Integrate MySQL and Apache Kafka using Change Data Capture with Debezium
Introduction
This article demonstrates how to integrate a Vultr Managed Database for MySQL with Apache Kafka using the Debezium source connector for MySQL. Behind the scenes, this is made possible by Change Data Capture (also referred to as CDC
), which can track row-level create, update and delete operations in MySQL tables. These change data capture events can be used to integrate MySQL with other systems.
Change data capture is a popular solution, and it is often combined with Apache Kafka and Kafka Connect.
Apache Kafka
Apache Kafka is a messaging system that allows clients to publish and read streams of data (also called events). It has an ecosystem of open-source solutions that you can combine to store, process, and integrate these data streams with other parts of your system in a secure, reliable, and scalable manner.

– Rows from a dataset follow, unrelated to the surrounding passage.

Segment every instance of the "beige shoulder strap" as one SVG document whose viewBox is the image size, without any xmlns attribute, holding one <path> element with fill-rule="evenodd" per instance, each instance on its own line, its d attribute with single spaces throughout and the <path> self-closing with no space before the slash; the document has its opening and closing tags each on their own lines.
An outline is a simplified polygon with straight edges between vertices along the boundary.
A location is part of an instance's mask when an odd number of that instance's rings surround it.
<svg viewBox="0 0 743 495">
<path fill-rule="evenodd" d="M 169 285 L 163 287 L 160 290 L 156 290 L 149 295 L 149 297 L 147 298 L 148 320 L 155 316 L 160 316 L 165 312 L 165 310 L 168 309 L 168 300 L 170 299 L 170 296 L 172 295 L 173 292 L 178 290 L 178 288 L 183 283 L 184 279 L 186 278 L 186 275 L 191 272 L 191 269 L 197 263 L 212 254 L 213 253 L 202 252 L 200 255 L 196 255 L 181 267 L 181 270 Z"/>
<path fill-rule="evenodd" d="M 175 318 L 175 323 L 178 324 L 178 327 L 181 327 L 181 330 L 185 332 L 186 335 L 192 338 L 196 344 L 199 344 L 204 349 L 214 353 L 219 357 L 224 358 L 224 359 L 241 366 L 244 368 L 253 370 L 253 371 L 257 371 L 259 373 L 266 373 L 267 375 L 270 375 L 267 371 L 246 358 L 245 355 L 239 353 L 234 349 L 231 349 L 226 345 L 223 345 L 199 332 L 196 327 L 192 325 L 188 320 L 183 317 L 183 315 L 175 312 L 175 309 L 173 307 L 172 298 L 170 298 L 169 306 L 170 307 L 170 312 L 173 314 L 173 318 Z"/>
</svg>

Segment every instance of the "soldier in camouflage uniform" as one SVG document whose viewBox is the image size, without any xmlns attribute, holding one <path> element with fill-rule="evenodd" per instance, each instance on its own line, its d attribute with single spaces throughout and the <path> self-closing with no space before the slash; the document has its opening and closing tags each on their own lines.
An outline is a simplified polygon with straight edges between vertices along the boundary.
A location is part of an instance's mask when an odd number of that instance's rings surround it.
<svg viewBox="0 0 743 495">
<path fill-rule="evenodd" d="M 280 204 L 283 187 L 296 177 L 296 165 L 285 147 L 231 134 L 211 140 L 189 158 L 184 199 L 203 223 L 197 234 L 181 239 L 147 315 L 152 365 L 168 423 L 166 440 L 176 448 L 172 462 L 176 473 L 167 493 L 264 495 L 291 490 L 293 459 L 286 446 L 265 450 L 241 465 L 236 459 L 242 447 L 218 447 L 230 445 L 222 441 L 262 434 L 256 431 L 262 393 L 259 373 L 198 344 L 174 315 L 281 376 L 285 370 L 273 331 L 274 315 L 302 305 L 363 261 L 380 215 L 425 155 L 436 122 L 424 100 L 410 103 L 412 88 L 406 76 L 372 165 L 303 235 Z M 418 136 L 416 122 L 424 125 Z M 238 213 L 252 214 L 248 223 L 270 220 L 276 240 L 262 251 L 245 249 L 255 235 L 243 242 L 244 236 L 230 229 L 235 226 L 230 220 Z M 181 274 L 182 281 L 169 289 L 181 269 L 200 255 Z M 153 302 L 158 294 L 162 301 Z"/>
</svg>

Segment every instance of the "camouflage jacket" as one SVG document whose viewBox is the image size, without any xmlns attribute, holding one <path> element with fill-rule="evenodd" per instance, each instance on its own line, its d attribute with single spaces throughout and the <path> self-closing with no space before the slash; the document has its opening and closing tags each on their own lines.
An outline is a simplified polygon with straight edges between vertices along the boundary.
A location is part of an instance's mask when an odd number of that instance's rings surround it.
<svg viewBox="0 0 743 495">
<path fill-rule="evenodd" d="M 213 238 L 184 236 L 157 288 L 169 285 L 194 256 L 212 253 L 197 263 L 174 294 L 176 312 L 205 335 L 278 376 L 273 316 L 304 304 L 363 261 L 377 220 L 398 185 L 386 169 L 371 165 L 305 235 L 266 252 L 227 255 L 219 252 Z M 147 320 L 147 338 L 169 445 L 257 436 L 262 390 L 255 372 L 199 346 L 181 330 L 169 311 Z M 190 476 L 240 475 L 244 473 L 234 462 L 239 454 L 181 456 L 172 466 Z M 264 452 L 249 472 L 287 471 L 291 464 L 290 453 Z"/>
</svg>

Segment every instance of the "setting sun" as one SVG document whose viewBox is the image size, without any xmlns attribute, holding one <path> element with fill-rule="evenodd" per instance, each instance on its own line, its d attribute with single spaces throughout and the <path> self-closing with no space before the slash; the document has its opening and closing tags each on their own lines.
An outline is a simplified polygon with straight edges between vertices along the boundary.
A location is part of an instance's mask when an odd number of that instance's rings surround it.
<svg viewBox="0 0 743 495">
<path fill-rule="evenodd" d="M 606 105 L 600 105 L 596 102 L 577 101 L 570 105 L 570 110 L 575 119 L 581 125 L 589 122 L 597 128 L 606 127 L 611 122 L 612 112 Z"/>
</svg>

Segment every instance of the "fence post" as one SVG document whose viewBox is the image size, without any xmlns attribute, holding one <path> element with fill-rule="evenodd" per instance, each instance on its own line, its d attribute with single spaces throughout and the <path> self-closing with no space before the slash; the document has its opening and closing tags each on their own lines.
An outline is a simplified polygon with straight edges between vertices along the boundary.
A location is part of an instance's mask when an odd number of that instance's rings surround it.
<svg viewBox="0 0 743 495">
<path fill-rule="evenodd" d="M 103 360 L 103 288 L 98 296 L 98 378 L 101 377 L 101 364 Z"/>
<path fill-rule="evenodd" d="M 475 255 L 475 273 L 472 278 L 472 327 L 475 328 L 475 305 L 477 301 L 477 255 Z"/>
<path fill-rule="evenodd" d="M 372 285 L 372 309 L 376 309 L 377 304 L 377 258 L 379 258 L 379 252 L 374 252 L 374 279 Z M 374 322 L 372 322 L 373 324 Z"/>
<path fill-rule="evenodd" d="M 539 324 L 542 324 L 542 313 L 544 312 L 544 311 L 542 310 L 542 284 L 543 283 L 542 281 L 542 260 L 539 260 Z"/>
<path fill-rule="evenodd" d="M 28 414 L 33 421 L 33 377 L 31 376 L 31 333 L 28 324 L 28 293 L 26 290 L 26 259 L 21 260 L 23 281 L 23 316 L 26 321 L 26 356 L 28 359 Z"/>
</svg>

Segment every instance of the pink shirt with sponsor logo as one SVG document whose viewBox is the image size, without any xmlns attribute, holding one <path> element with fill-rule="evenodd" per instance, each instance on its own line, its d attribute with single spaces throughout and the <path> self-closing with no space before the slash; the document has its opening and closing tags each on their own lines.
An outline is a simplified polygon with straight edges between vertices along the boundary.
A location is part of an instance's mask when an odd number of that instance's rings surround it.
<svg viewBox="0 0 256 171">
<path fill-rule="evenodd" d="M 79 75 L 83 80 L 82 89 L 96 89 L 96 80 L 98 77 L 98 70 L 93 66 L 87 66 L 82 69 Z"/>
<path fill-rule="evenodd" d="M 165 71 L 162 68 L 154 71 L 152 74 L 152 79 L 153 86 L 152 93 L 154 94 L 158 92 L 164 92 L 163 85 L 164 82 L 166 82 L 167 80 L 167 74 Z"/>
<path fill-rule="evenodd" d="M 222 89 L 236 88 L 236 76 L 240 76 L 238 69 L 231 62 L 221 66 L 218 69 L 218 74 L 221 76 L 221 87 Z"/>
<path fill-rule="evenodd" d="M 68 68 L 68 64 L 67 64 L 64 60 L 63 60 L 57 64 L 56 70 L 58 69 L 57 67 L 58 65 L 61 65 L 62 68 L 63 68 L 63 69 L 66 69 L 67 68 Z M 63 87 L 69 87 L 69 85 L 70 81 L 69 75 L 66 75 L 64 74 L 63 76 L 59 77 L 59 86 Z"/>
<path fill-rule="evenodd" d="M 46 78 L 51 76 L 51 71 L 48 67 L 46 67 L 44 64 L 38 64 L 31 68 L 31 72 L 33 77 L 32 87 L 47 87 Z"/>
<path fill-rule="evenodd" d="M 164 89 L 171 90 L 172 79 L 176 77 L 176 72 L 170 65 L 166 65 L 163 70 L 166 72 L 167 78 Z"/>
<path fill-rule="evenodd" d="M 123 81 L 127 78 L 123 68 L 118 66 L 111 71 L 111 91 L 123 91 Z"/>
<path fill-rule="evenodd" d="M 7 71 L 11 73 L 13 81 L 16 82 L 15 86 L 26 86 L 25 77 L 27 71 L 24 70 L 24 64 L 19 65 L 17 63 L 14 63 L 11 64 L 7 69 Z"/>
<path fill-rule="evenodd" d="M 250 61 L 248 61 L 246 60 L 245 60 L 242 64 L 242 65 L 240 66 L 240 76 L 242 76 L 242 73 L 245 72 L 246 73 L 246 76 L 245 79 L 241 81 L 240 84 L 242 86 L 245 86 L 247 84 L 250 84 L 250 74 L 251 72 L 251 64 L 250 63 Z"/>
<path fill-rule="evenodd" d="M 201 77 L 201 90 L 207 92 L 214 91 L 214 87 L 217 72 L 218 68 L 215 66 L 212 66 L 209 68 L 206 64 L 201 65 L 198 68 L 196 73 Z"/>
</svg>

Some key components of Kafka include:
- Broker (Node): A Kafka broker runs the Kafka JVM process. A best practice is to run three or more brokers for scalability and high availability. These groups of Kafka brokers form a cluster.
- Producers: These are client applications that send messages to Kafka. Each message is nothing but a key-value pair.
- Topics: Events (messages) are stored in topics, and each topic has one or more partitions. Data in each of these partitions are distributed across the Kafka cluster for high availability and redundancy.
- Consumers: Just like producers, consumers are also client applications. They receive and process data/events from Kafka topics.
Kafka Connect
To build integration solutions, you can use the Kafka Connect framework, which provides a suite of connectors to integrate Kafka with external systems. There are two types of Kafka connectors:
- Source connector: Used to move data from source systems to Kafka topics.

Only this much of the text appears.